What emerges very clearly from this book is that Fanon could not follow Hegel all the way. When he realized that it is a dialectic that does not apply to a colonial situation, that there is no correspondence between the abstract figures of lord and bondsman and the flesh-and-blood bodies of colonized and colonizer, Fanon did not hesitate to bend the logic of recognition to his own situation and abandon the French Hegel. Like Hegel, Fanon looked to the future but, unlike Hegel, he did so from the midst of struggle. He is the decolonizing intellectual, springing from a class flight from petit-bourgeois Antilles, and lodged in a complex and perhaps interminable relation with the racialized identification of the radically other.
Today, we are once again living in a dualistic world: the atmosphere of death makes daily life suffocating. Death is no longer a risk one runs to raise oneself to a higher consciousness of oneself, no longer seen as value-giving or honorable, but rather as wretched, premature, gratuitous, senseless, and voracious. Faced with a death like that, one might hope to see more and more intellectuals ready to choose a life of resistance and launch social theories on liberation and human capacity like stones, directed at the glass house of history, just as Fanon did for as long as he could. And that is why, as we set this book down, we should remember Said, who unfortunately is little cited by the authors.
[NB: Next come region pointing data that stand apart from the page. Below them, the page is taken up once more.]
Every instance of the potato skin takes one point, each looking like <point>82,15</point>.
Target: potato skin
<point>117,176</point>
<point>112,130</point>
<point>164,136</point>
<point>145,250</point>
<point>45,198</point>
This volume can be used as well as read. Should we stand or not with Said on that little plot of land, north of Gaza and south of Lebanon, to throw a stone today, as he did more than twenty years ago with his son? The self-consciousness upon which Hegel, and then Fanon, invite us to reflect is no more than the capacity to be; inasmuch as we are human beings in a history that has been chosen, not endured or imposed.